Oleh: Anggara*)

Kasus yang terkait penahanan terhadap Florence, mahasiswa S2 UGM yang dilaporkan ke polisi karena melakukan penghinaan terhadap warga DI Yogyakarta melalui akun pribadinya di situs jejaring sosial, saat ini makin bergulir. Florence sendiri saat ini masih dalam penahanan penyidik Polda DIY. 

Institute for Criminal Justice Reform (ICJR) menilai, penyidik yang melakukan penahanan kepada Florence harus berhati hati, karena ada prosedur khusus dalam UU ITE dimana penyidik harus terlebih dahulu meminta penetapan dari ketua pengadilan negeri setempat.

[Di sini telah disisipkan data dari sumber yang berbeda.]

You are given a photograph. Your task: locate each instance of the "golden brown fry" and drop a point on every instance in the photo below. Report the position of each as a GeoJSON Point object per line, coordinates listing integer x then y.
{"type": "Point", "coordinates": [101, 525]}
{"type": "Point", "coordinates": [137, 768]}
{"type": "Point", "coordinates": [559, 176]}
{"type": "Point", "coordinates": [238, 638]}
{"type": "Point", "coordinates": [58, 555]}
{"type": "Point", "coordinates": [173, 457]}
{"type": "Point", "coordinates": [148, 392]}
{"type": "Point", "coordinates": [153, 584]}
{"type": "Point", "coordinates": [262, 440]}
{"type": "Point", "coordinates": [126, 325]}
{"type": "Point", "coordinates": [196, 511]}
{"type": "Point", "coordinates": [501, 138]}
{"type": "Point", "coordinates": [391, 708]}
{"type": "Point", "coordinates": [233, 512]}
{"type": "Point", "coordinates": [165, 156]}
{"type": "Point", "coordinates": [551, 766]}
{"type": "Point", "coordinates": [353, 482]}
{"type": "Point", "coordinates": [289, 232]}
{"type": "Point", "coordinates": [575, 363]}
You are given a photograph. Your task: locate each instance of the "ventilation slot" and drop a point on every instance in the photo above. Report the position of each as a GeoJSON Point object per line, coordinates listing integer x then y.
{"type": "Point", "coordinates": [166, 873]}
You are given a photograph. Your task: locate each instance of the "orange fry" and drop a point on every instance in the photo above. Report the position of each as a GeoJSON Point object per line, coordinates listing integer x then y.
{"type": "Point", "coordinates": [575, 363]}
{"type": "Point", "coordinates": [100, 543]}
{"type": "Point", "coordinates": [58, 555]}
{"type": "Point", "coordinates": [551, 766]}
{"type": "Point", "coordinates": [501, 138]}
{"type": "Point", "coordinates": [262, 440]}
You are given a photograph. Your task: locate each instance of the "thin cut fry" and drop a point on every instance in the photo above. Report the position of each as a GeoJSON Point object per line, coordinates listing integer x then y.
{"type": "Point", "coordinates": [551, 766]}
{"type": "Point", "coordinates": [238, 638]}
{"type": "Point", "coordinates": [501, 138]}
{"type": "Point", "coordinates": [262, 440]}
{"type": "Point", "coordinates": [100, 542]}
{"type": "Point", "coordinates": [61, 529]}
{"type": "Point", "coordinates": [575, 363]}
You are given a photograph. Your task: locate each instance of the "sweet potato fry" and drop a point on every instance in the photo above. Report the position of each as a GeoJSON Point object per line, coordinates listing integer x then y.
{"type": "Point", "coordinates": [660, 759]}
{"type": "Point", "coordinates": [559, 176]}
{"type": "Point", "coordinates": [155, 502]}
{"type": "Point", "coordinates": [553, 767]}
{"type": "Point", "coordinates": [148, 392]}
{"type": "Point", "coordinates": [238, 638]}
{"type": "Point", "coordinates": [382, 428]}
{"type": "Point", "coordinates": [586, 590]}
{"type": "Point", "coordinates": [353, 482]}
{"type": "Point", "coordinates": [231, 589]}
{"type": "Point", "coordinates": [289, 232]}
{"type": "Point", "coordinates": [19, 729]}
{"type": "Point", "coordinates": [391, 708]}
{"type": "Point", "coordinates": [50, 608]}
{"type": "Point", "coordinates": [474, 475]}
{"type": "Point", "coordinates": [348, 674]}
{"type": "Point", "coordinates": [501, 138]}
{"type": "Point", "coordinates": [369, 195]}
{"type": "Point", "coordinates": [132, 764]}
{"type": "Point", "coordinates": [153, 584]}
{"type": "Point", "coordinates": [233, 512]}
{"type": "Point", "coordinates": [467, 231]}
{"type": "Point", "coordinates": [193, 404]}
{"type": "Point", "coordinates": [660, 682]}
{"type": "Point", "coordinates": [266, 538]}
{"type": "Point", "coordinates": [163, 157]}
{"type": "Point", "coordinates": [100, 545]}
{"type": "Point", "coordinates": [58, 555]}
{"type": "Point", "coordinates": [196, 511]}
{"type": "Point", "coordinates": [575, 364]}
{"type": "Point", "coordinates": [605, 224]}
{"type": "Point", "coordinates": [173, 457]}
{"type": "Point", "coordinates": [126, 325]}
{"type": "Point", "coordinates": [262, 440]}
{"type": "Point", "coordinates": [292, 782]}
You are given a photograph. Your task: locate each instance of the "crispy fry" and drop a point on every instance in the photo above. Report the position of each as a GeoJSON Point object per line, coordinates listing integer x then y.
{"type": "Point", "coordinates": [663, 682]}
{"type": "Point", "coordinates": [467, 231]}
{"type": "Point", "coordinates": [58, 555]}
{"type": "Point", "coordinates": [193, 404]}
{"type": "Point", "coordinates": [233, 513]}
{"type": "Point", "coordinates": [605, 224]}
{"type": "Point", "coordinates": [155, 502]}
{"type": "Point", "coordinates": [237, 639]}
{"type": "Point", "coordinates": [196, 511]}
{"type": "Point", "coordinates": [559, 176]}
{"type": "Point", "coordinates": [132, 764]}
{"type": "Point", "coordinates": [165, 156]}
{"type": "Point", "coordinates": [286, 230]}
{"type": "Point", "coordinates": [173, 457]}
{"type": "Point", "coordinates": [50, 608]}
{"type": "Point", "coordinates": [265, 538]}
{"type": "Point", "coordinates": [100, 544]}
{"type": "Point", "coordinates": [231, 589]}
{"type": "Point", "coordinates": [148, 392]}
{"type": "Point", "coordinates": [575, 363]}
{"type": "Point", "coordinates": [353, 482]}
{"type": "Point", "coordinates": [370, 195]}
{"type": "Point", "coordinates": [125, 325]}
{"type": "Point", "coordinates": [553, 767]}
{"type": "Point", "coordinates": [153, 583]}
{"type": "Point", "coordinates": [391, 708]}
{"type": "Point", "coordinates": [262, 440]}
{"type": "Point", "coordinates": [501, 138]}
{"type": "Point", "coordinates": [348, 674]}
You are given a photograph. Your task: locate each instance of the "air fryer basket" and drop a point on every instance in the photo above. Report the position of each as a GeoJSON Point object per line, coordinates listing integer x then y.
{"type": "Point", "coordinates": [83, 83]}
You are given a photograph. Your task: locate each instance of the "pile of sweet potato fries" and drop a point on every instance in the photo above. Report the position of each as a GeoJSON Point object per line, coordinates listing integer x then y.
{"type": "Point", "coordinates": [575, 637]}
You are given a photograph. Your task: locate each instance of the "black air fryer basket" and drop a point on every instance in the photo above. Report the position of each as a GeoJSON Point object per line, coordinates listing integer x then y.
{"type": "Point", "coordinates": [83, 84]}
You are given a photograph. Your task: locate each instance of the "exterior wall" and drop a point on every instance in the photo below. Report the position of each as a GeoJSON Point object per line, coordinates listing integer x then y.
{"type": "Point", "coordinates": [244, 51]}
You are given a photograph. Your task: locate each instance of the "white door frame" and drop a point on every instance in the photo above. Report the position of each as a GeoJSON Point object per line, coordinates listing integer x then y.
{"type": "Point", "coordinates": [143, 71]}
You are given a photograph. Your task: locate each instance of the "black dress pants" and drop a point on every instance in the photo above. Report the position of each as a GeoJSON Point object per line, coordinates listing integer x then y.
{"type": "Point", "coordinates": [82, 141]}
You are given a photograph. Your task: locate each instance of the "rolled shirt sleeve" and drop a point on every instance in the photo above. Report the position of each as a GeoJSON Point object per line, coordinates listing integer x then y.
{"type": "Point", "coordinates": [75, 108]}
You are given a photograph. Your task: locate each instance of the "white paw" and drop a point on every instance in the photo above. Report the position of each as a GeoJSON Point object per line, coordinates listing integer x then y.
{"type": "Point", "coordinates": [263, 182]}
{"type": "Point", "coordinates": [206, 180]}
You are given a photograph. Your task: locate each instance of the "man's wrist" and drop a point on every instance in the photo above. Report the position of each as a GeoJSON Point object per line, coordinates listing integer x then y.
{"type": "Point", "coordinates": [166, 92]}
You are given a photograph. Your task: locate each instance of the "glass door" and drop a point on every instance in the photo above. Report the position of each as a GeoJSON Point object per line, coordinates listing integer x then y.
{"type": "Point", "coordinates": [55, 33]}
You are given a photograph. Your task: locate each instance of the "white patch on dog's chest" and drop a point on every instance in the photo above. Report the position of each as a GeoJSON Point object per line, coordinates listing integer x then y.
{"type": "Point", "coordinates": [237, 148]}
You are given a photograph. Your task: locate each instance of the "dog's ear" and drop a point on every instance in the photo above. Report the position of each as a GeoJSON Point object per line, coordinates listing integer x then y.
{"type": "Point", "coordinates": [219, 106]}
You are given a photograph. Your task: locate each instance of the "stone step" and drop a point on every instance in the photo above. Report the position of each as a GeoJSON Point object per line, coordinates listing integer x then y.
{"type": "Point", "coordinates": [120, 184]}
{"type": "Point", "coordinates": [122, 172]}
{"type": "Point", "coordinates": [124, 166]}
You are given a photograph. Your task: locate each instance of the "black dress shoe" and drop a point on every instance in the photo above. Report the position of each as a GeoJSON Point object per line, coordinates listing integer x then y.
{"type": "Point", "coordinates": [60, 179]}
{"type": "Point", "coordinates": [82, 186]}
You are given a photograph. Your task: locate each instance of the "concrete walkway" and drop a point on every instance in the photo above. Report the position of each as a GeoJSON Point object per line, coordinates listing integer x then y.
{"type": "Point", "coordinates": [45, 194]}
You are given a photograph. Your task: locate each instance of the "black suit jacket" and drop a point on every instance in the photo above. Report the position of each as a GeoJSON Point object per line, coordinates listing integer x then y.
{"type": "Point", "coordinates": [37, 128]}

Ketetapan itu diatur dalam Pasal 43 Ayat (6) UU ITE. ICJR menduga prosedur tersebut ini tidak dijalankan oleh penyidik Polda DIY, dalam kasus Florence. ICJR, menilai apabila penahanan Florence dilakukan tanpa izin atau penetapan pengadilan maka ada kesalahan mendasar atas penahanan Florence, baik secara alasan objektif atas penahanan maupun prosedural berdasarkan UU ITE.

Secara objektif, jelas penahanan Florence bertentangan dengan Pasal Penahanan yang diatur dalam UU ITE. Untuk kasus Florence berdasarkan Pasal 43 Ayat (6) UU ITE, dalam hal melakukan penangkapan dan penahanan, penyidik melalui penuntut umum wajib meminta penetapan ketua pengadilan negeri setempat dalam waktu satu kali dua puluh empat jam. Dalam konteks ini, tanpa penetapan dari Ketua Pengadilan Negeri Yogyakarta, maka penahanan kepada Florence tidak sah.

Untuk itu ICJR menilai, jika penahanan tersebut tanpa penetapan pengadilan maka Florence harus segera dilepaskan dari tahanan dan  Florence memiliki hak untuk mengajukan praperadilan berdasarkan Pasal 77 KUHAP, yaitu mengenai tidak sahnya penahanan yang dilakukan terhadap Florence.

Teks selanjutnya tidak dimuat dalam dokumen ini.